Deferred-interest plan for homeloans is 'doomed to fail'
A SCHEME that aims to help troubled mortgage-holders will not work, as it will just push them deeper into debt, an international ratings agency has said.
Most lenders are to adopt the deferred-interest scheme proposed by the government-appointed mortgage arrears group and endorsed by the Cabinet.
But ratings agency Moody's, which assesses the creditworthiness of banks, insisted that the scheme will not work.
Mortgage brokers have calculated that a borrower who signed up for the scheme and deferred an interest amount of €333 a month could find they owed an additional €20,000 on their mortgage after five years.
The proposal to defer some of the interest on a mortgage for struggling homeowners was the centrepiece of the mortgage arrears group's final report, issued earlier this month.
The expert group said the deferred-interest scheme would only apply to mortgage holders who already have an agreement from their lender to pay the interest only on their loan.
Those who qualify would have to manage to pay at least 66pc of the interest on their mortgage.

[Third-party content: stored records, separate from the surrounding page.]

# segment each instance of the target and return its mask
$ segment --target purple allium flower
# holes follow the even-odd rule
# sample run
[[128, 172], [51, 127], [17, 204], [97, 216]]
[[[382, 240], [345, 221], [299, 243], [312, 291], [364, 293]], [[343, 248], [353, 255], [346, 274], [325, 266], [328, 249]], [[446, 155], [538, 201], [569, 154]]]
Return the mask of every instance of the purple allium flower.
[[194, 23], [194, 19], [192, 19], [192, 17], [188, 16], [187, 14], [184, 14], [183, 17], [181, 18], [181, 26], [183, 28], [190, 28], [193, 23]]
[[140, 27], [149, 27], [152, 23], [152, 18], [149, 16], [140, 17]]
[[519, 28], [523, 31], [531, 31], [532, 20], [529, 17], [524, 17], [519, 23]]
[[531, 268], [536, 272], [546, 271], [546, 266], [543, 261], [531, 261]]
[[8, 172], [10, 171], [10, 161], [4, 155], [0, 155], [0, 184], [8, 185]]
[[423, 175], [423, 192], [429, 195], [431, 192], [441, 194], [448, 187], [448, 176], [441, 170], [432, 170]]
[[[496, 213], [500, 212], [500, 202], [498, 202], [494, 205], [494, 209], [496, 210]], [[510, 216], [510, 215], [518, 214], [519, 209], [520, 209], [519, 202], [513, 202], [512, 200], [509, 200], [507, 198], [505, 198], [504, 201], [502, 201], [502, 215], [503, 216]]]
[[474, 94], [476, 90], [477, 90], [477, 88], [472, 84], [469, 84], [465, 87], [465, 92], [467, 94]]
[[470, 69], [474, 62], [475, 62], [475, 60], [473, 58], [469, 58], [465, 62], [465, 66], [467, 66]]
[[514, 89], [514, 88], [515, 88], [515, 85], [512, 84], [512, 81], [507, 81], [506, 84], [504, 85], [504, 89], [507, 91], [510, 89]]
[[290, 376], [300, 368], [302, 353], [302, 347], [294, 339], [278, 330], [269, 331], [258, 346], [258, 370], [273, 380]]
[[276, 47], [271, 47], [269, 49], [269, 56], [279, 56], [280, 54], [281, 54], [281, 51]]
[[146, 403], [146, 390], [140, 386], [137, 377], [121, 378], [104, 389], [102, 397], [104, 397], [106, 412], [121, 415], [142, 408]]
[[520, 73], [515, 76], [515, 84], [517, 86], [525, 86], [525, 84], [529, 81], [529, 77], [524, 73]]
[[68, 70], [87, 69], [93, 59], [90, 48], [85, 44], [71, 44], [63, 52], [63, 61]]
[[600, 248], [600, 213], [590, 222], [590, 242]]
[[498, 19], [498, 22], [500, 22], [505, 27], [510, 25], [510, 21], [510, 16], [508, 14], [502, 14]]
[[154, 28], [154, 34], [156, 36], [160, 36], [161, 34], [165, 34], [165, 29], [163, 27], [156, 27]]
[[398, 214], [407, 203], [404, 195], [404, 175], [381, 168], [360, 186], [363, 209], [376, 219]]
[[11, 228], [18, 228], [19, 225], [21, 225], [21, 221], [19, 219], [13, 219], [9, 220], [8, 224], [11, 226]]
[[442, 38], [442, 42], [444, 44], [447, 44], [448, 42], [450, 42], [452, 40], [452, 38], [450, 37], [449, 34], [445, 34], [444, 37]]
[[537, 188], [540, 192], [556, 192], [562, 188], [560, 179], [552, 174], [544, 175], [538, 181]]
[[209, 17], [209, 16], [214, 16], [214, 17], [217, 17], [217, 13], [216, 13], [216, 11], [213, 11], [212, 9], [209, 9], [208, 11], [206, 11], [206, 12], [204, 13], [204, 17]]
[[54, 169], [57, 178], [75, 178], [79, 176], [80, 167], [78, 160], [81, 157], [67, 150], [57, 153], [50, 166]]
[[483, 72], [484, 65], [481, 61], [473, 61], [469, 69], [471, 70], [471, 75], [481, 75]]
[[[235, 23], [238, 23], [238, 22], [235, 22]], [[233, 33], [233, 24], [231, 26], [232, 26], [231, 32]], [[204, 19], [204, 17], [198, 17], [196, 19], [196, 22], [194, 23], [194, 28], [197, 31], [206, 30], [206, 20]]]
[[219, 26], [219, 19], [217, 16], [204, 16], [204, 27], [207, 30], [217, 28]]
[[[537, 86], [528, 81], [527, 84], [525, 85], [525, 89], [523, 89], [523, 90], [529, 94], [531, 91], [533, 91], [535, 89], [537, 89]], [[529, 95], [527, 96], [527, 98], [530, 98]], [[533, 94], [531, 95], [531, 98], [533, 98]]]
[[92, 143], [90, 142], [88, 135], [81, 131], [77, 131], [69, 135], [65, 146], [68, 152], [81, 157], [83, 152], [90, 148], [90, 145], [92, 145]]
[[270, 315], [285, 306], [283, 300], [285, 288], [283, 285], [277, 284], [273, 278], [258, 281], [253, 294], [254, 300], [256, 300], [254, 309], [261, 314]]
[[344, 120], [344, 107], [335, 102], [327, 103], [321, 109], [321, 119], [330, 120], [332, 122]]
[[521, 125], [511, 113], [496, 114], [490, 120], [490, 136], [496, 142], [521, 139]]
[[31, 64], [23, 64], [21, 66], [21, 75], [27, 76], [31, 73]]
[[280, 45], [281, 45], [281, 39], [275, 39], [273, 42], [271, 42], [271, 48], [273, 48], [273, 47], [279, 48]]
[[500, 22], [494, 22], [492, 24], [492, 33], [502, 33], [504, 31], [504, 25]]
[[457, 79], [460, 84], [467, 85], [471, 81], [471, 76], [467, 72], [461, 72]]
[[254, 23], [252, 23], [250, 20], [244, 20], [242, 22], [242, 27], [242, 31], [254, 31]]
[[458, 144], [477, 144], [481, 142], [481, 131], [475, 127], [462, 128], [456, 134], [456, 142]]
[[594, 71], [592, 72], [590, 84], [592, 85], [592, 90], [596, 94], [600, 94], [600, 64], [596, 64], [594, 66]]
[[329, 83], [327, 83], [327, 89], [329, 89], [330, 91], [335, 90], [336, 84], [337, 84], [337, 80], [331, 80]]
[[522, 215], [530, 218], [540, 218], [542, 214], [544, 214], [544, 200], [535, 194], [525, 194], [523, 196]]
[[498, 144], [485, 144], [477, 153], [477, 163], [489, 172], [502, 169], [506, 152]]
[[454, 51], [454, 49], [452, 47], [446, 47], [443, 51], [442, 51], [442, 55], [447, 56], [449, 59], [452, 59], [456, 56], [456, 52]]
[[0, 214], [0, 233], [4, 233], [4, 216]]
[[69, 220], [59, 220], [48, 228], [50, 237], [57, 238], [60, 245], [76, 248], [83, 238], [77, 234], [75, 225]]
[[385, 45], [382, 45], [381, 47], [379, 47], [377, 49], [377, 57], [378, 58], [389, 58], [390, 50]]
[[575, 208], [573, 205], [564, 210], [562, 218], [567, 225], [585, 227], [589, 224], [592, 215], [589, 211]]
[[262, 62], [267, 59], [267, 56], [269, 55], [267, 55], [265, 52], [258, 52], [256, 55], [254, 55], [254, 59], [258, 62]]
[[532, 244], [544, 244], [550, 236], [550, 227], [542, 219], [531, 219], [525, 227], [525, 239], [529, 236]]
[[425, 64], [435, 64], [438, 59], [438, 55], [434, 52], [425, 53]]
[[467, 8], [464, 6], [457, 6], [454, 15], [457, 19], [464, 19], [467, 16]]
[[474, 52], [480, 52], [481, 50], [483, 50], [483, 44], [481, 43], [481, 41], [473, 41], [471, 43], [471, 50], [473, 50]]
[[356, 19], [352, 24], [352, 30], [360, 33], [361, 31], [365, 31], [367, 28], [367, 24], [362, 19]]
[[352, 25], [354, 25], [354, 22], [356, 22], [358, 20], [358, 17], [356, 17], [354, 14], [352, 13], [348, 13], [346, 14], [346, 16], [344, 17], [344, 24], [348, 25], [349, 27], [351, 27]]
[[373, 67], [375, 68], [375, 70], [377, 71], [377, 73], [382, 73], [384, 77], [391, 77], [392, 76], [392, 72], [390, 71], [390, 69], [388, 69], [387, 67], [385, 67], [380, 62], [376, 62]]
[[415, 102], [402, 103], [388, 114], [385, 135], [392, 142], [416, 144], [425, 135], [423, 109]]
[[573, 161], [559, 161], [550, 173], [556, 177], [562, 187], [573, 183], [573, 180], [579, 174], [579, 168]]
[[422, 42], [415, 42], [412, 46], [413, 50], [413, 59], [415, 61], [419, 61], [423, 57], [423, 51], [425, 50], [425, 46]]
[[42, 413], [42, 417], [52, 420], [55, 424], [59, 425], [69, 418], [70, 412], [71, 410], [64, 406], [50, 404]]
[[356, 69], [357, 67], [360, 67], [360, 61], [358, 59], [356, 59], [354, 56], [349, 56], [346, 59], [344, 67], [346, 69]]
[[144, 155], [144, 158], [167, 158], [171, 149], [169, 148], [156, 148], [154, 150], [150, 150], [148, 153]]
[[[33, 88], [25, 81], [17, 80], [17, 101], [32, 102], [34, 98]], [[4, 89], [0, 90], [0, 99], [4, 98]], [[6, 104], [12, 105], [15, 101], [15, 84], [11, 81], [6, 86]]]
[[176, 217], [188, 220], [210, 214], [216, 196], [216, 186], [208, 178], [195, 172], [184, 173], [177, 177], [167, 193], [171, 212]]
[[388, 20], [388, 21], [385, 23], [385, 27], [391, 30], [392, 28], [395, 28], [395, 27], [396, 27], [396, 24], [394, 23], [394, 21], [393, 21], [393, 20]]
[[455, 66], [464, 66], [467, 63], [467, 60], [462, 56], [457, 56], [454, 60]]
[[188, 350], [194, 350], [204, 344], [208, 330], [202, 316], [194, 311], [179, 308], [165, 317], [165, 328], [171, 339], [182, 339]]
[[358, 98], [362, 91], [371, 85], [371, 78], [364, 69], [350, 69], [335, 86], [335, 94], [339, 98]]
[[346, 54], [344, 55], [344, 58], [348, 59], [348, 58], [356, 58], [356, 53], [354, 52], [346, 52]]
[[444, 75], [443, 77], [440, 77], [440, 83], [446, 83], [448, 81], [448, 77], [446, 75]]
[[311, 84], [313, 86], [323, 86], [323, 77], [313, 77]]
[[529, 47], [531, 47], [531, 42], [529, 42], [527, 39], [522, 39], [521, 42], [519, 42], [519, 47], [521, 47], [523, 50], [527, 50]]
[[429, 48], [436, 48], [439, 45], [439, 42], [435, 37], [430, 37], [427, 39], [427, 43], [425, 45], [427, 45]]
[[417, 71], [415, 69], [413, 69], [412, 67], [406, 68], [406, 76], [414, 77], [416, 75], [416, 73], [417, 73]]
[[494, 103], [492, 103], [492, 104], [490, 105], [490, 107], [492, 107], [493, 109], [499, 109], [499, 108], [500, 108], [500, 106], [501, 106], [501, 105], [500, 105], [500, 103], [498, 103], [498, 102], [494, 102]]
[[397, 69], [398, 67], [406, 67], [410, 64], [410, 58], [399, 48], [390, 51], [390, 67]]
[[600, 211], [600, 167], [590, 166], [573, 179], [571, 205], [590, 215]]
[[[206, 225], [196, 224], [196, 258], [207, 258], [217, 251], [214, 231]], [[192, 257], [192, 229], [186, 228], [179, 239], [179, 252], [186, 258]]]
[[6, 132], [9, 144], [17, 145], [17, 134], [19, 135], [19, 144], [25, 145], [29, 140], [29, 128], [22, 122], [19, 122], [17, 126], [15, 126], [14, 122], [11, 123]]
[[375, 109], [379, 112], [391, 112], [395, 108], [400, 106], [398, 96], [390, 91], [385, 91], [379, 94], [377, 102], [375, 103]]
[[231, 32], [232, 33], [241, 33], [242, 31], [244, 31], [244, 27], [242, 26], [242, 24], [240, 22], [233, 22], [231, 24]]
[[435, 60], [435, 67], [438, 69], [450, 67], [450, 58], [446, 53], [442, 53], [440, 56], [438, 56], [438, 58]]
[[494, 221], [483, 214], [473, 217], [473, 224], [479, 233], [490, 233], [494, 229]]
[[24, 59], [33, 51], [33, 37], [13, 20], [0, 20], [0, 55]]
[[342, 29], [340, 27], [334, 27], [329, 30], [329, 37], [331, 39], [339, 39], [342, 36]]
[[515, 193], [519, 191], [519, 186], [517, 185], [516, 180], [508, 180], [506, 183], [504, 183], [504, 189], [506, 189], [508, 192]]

Borrowers would be able to defer repayment of the rest of the interest and the capital for up to five years. Interest cannot be charged on the outstanding interest.
Banks representing 70pc of the mortgage market -- AIB, Bank of Ireland, Permanent TSB and EBS -- have signed up to this voluntary interest deferral scheme.
However, KBC Bank and Ulster Bank are among those who have not signed up for the scheme.
Mortgage broker Karl Deeter said he expected the deferred-interest scheme to be a "total failure".
He said it was similar to schemes in the US and the UK, which have had a tiny take-up among distressed borrowers.